実車走行調査での「静音性対策」走行音を、記者の主観で誤解を恐れずに言えば、昭和の怪獣映画に出てきたUFO(未確認飛行物体)の円盤が飛んでくる効果音のようだった。“ぶーん”とうなるような音。自動車メーカーは、これを「インバーター音」(モーター音)と呼んだ。
音色はガソリンエンジンの音より高く、モーター音よりも低い。レシプロエンジンとモーターの中間を思わせる音で、注意深く聞き取れば、明確に聞き分けられる。
試験車両は、HVではトヨタ『プリウス』、EVでは三菱『i-MiEV』、日産の試作車の3台。その3台ともベース音は似ているが、音程や音量に差がある。ガイドラインには音量や音色に明確な数値が記されていないためだ。しかし、豊富な音色のホーン(警笛)に比べれば、静音性対策の走行音の車種別の差は、とてもわずかだ。
音量も、これほどのものかというほど小さい。会場となった尾久自動車学校(東京都小金井市)は、当日は休校で鳥のさえずりが聞こえるほど静かだった。そのため静音性対策車両の音も明確に聞き取れたが、会場横を通過するJR中央線の車両音には簡単にかき消されてしまう。10km/hで走るガソリン車の後ろをついていると、その音色の差で聞き分けることができるが、音量的な差はわずか。ガソリン車が多い道路ではかき消されてしまうかもしれない。

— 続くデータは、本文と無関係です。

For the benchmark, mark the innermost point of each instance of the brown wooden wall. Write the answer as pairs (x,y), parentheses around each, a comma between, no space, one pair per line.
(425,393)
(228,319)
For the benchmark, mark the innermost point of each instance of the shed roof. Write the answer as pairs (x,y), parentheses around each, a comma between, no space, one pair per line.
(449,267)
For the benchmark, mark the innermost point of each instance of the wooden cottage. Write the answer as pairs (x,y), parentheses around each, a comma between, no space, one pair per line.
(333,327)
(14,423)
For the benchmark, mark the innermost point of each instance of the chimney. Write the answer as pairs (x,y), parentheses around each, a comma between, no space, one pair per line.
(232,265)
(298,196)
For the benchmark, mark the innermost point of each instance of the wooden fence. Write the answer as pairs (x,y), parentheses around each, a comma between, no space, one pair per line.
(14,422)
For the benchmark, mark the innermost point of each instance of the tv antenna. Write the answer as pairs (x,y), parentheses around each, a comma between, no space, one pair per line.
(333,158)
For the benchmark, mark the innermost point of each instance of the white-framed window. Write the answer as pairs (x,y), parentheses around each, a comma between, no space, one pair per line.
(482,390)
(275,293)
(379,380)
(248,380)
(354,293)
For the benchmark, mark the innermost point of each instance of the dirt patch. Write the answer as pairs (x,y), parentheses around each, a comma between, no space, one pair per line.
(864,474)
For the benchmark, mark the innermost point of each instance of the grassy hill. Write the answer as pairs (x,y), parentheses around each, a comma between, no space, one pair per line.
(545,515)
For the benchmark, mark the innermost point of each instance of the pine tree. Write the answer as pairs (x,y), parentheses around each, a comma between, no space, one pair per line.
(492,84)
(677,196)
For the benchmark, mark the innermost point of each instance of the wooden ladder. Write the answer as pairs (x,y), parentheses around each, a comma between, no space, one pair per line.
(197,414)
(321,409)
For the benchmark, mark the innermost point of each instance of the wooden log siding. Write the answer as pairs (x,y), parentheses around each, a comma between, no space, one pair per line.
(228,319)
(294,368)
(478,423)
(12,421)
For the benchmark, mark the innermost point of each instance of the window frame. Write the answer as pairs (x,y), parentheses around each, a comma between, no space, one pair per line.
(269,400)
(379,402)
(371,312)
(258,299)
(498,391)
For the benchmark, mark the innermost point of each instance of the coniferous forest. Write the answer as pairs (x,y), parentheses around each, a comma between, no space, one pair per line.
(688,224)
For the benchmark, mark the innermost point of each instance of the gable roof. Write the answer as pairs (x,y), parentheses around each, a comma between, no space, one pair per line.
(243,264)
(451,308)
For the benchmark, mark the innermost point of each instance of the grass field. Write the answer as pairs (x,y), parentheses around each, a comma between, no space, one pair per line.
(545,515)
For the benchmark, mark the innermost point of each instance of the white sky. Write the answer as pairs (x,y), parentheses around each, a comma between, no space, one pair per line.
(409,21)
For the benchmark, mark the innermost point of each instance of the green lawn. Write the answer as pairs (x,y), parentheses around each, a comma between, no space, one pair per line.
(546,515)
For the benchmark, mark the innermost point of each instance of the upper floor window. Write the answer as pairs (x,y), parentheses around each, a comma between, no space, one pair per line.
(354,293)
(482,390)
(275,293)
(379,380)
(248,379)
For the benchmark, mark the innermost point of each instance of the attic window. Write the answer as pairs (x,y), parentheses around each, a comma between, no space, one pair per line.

「ガソリン車のアイドリング音は48dBから50dB。静音性対策車両の音は58dB程度」(トヨタ自動車技術統括部予防安全企画グループ・松尾芳明グループ長)という。
静音性対策音は、ガソリン車の走行音のように加減速の状況も想像できるように考えられていた。携帯電話の電子音のように、距離感がつかめないというような不便さもなかった。完全な停止中は音を鳴らさないため、当然だがスイッチを切ったように唐突に音が切れる。これで、改めてモーター音ではなく、わざと付けられた音だと再認識させられるほどよくできた音だ。
10日の実車走行調査と体験会は、今年1月29日に国土交通省自動車交通局が「静音性対策」についてのガイドラインを作成して以来、初めて具体的な対策を施した車両の公開となる。自動車メーカー関係者は「対策済み市販車両取り付けられるものに極めて近い」という。